Three Ponds Trail: At 3.5 miles (one way), the Three Ponds Trail is one of the longer routes, and leads across sandy terrain to a narrow canyon containing a series of eroded potholes that harbor rainwater most of the year. It starts from a parking area opposite the park campground then winds through rocky ground with bushes and cacti, down to the main valley wash where it meets the West Canyon Trail. The path to the three ponds continues across another bushy area, passing outside of the state park boundary for a while then into a wide, sandy streamway which is followed towards the high cliffs that border the valley, where the wash narrows and becomes rockier. The trail ends at the first and largest of the rainwater pools, though the drainage can be followed some more, past various other small pools and dryfalls. The wash has deep, soft sand, making for rather tiring hiking for a mile or so. The surrounding high red/orange cliffs are quite impressive, in places split by huge vertical crevices, other places smooth and sheer, though the pools themselves are not particularly scenic, apt to be stagnant at some times of year. On this trail I saw a gila monster lizard, quite a rare species found only in the Mojave Desert and hence in Snow Canyon at the very northernmost limit of its range.

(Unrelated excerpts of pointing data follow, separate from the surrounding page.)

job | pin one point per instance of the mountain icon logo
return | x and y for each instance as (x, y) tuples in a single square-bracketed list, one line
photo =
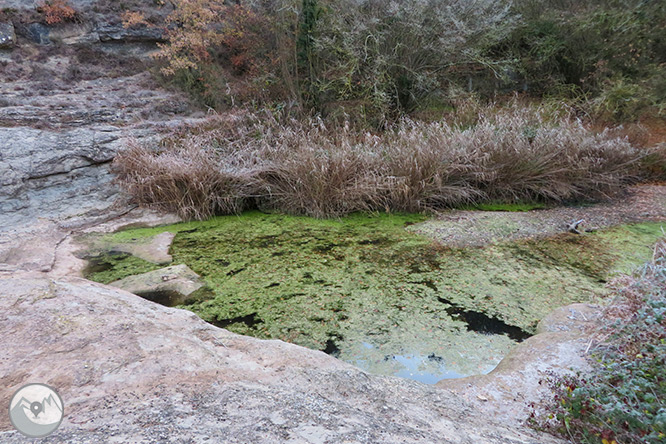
[(36, 410)]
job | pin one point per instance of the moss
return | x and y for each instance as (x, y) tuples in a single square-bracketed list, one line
[(373, 293)]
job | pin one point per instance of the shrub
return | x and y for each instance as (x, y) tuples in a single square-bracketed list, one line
[(303, 167), (623, 399)]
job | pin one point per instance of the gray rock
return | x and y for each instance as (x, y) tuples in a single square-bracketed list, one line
[(118, 33), (38, 33), (7, 35), (132, 371), (74, 34), (155, 249), (59, 174), (168, 286)]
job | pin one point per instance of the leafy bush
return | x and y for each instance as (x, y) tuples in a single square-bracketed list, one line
[(623, 400), (303, 167)]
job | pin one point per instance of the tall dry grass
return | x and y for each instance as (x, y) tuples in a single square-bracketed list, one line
[(304, 167)]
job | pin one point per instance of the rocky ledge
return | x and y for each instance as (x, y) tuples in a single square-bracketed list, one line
[(129, 370)]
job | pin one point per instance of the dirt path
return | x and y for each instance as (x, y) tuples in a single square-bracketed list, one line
[(645, 203)]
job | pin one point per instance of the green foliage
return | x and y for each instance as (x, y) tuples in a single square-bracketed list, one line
[(623, 399)]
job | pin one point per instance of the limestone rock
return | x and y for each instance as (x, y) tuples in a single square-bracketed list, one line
[(155, 250), (560, 346), (132, 371), (108, 32), (168, 286), (56, 173), (74, 34), (38, 33), (7, 35)]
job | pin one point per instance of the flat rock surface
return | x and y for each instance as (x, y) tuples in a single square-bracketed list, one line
[(129, 370), (169, 285), (477, 228)]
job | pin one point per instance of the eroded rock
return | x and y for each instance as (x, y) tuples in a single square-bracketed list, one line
[(168, 286), (560, 348), (7, 35), (131, 371)]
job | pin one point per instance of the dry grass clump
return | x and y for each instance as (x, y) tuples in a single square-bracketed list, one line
[(304, 167)]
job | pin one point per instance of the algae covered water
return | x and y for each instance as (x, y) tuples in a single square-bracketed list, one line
[(365, 289)]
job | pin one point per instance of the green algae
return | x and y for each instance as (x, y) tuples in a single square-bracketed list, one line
[(108, 267), (374, 294)]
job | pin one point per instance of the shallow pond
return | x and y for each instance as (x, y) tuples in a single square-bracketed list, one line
[(368, 291)]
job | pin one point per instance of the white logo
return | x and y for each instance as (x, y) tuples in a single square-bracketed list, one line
[(36, 410)]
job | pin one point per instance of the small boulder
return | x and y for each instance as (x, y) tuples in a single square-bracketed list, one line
[(168, 286), (7, 35)]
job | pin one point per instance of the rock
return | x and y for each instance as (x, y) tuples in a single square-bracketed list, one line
[(38, 33), (7, 35), (574, 318), (132, 371), (560, 346), (168, 286), (56, 173), (74, 34), (108, 32), (155, 250)]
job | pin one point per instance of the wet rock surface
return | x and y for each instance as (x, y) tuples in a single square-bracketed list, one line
[(7, 35), (559, 348)]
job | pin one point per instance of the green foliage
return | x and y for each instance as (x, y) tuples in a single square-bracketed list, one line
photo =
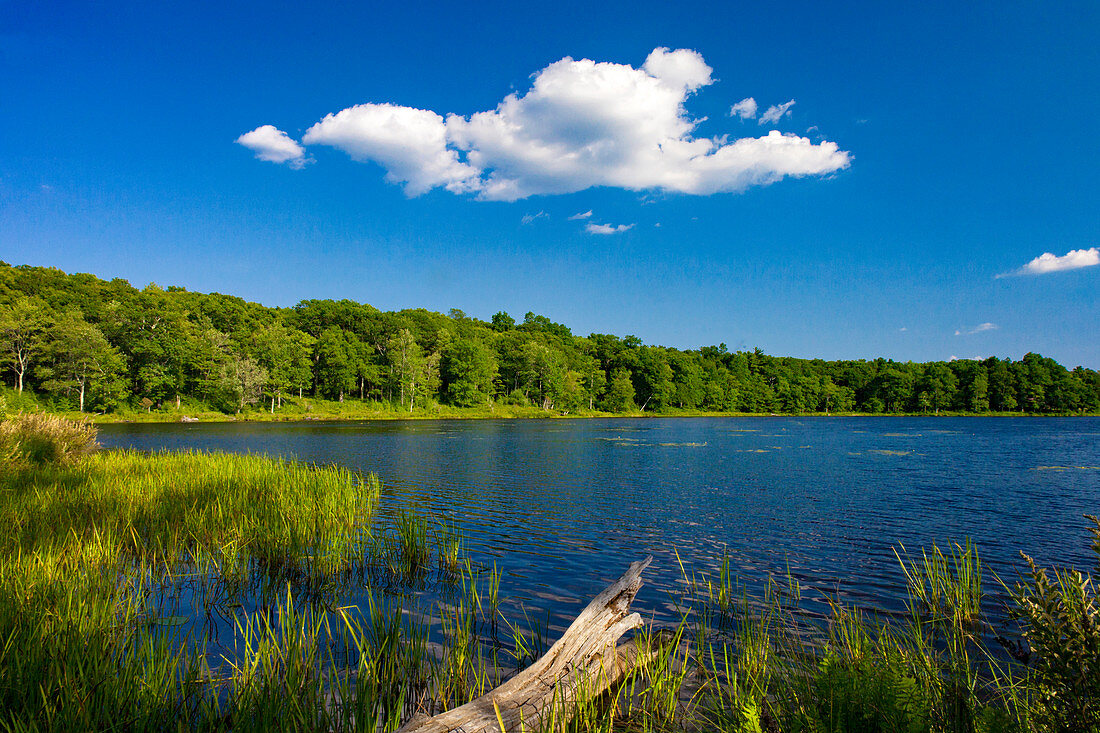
[(469, 369), (116, 345), (1060, 617)]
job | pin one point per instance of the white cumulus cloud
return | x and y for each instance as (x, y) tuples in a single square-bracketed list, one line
[(1051, 262), (272, 144), (745, 109), (593, 228), (776, 112), (531, 218), (409, 143), (977, 329), (582, 123)]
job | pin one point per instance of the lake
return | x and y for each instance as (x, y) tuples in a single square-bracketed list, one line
[(562, 506)]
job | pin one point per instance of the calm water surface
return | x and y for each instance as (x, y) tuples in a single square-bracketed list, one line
[(563, 506)]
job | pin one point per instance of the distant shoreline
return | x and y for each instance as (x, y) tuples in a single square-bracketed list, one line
[(506, 415)]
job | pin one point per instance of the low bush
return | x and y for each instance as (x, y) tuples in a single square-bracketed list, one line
[(36, 439)]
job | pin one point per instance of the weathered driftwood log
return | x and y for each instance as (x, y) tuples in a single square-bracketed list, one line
[(585, 657)]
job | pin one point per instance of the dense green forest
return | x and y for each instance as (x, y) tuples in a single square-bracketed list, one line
[(86, 343)]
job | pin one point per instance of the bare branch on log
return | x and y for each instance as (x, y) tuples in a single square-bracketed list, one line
[(585, 655)]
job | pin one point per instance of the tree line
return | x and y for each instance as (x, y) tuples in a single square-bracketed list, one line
[(95, 345)]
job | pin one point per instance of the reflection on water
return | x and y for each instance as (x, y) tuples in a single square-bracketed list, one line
[(563, 506)]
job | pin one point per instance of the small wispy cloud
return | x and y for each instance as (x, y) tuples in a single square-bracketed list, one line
[(1051, 262), (745, 109), (776, 112), (272, 144), (980, 328), (606, 229)]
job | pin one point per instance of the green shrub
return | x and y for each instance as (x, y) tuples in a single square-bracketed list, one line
[(1060, 617)]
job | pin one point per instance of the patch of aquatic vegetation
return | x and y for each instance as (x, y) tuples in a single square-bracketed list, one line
[(1066, 468)]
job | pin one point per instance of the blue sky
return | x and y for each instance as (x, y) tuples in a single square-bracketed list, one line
[(931, 149)]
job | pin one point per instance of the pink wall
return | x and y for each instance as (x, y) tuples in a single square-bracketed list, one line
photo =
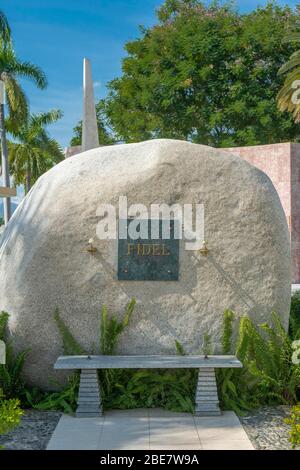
[(281, 162)]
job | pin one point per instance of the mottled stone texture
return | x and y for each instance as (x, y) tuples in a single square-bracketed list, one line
[(44, 261), (281, 162)]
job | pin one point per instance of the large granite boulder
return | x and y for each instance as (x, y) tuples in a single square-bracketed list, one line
[(44, 261)]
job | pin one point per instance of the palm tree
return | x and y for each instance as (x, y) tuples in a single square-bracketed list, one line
[(11, 69), (34, 152), (289, 95)]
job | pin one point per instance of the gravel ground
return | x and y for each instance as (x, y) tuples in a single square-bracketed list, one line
[(33, 433), (265, 428)]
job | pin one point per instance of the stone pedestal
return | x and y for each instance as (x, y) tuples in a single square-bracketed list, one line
[(89, 397), (207, 401)]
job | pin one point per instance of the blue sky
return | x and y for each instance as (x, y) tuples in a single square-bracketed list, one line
[(57, 34)]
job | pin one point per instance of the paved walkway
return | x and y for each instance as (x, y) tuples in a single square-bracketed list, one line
[(152, 429)]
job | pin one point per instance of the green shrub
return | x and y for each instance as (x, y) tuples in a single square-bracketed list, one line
[(10, 414), (123, 388), (294, 329), (268, 377), (11, 381), (294, 422)]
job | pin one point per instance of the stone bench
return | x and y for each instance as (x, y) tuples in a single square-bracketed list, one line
[(89, 398)]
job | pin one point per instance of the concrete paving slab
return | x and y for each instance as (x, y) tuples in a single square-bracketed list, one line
[(150, 429), (74, 433)]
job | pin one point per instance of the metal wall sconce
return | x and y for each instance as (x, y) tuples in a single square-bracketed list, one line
[(204, 250), (91, 248)]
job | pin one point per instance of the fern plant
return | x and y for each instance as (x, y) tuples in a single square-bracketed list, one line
[(11, 381), (268, 376), (10, 414), (294, 422)]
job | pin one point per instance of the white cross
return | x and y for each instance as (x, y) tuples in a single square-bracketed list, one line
[(7, 192)]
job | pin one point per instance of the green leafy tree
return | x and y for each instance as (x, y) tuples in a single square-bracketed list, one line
[(207, 74), (106, 136), (288, 96), (11, 70), (35, 152)]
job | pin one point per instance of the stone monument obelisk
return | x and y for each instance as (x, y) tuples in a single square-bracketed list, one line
[(90, 137)]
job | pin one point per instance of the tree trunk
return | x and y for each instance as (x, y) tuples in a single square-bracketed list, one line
[(28, 178), (5, 168)]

Other Trails: West Canyon Trail is a gravel track which runs the whole length of the valley, from near the park entrance to the base of the high white cliffs which rise in the northwest corner. Two short walks in the south lead to Jenny's Canyon, a narrow slot-like ravine, and to Johnson Canyon which has a spring, lava flows and a sandstone arch. Towards the north, the White Rocks Trail passes lava caves, lava flows and white sandstone outcrops, and for all of its length offers excellent views along the valley.